"Thomas' direction
seems just right, capturing the humanity of the
music ...
there is no higher praise for Bach
performance"
— FANFARE
“unsurpassable as a Bach interpreter”
JEFFREY THOMAS
is Artistic and Music Director of the American Bach Soloists,
with whom he has directed and conducted recordings
of more than 25 cantatas, the Mass in B Minor, Musical
Offering, motets, chamber music, and works
by Schütz, Pergolesi, Vivaldi, Haydn,
and Beethoven. He has appeared with the Baltimore, Berkeley,
Boston, Detroit, Houston, National, Rochester, Minnesota,
and San Francisco symphony orchestras; with the Vienna
Symphony and the New Japan Philharmonic; with virtually
every American baroque orchestra; and in Austria,
England, Germany, Italy, Japan, and Mexico. He has
performed at the Santa Fe Chamber Music Festival,
Spoleto USA Festival, Ravinia Festival, Saratoga Performing
Arts Center, Berkeley Festival and Exhibition, Boston
Early Music Festival, Bethlehem Bach Festival, Göttingen
Festival, Tage Alte Musik Festival in Regensburg,
E. Nakamichi Baroque Festival in Los Angeles, the
Smithsonian Institution, and at the Brooklyn Academy
of Music's "Next Wave
Festival," and he has collaborated on several occasions
as conductor with the Mark Morris Dance Group.
Before
devoting all of his time to conducting, he was
one of the first recipients of the San Francisco
Opera Company's prestigious Adler Fellowships.

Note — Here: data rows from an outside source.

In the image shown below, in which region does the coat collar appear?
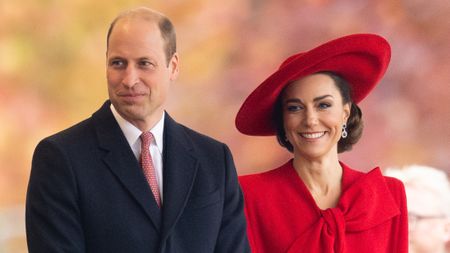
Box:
[92,101,198,234]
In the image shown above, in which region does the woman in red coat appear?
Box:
[236,34,408,253]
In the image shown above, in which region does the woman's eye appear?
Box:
[286,105,303,112]
[319,103,331,109]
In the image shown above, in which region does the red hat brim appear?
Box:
[235,34,391,136]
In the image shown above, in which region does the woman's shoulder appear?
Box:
[239,161,291,191]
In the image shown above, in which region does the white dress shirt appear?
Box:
[110,104,164,204]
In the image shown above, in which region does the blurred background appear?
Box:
[0,0,450,253]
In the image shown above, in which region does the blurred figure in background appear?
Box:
[385,165,450,253]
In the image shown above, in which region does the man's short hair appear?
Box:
[106,7,177,64]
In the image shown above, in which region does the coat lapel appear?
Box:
[162,113,198,240]
[92,101,161,231]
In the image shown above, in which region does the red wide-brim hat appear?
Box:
[235,34,391,136]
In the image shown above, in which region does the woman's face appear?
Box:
[282,74,350,159]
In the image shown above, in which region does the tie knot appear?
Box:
[141,131,153,148]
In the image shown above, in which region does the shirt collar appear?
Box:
[110,104,165,154]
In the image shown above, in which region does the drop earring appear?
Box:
[341,123,348,139]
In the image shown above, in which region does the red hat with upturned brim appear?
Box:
[235,34,391,136]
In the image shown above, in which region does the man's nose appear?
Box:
[122,65,139,88]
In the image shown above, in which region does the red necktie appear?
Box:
[141,132,161,207]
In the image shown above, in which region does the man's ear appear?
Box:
[168,52,179,81]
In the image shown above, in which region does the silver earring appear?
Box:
[341,123,348,139]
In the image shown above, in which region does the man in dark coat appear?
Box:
[26,7,250,253]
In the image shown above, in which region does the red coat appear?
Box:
[240,160,408,253]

Cited by The Wall Street Journal as "a superstar
among oratorio tenors," Mr. Thomas'
extensive discography
of vocal music includes dozens of
recordings of major works for Decca, EMI, Erato,
Koch International Classics, Denon, Harmonia Mundi,
Smithsonian, Newport Classics, and Arabesque.
Mr. Thomas is an avid exponent of contemporary
music, and has conducted the premieres of new operas,
including David Conte's Gift
of the Magi and Firebird Motel, and
premiered song cycles of several composers, including
two cycles written especially for him. He has
performed lieder recitals at the Smithsonian,
song recitals at various universities, and appeared
with his own vocal chamber music ensemble, L'Aria
Viva.
Mr. Thomas currently hosts two shows on one of the nation's premiere classical music radio stations, KDFC, the last major commercial classical station in America to make the transition to public radio. Through world-wide streaming audio, he brings his experience and love for Baroque and choral music to a global audience.
Educated at the Oberlin
Conservatory of Music, Manhattan School of Music, and
the Juilliard School of Music, with further studies in
English literature at Cambridge University, he has taught
at the Amherst Early Music Workshop, Oberlin College
Conservatory Baroque Performance Institute, San Francisco
Early Music Society, and Southern Utah Early Music Workshops,
presented master classes at the New England Conservatory
of Music, San Francisco Conservatory of Music, SUNY at
Buffalo, Swarthmore College, and Washington University,
been on the faculty of Lehigh University in Pennsylvania,
and was artist-in-residence at the University of California,
where he is now professor of music (Barbara K. Jackson
Chair in Choral Conducting) and director of choral
ensembles in the Department
of Music at UC
Davis. He was a UC Davis Chancellor's Fellow from 2001 to 2006; and the Rockefeller Foundation awarded him a prestigious Residency at the Bellagio Study and Conference Center at Villa Serbelloni for April 2007, to work on his manuscript, "Handel's Messiah: A Life of Its Own."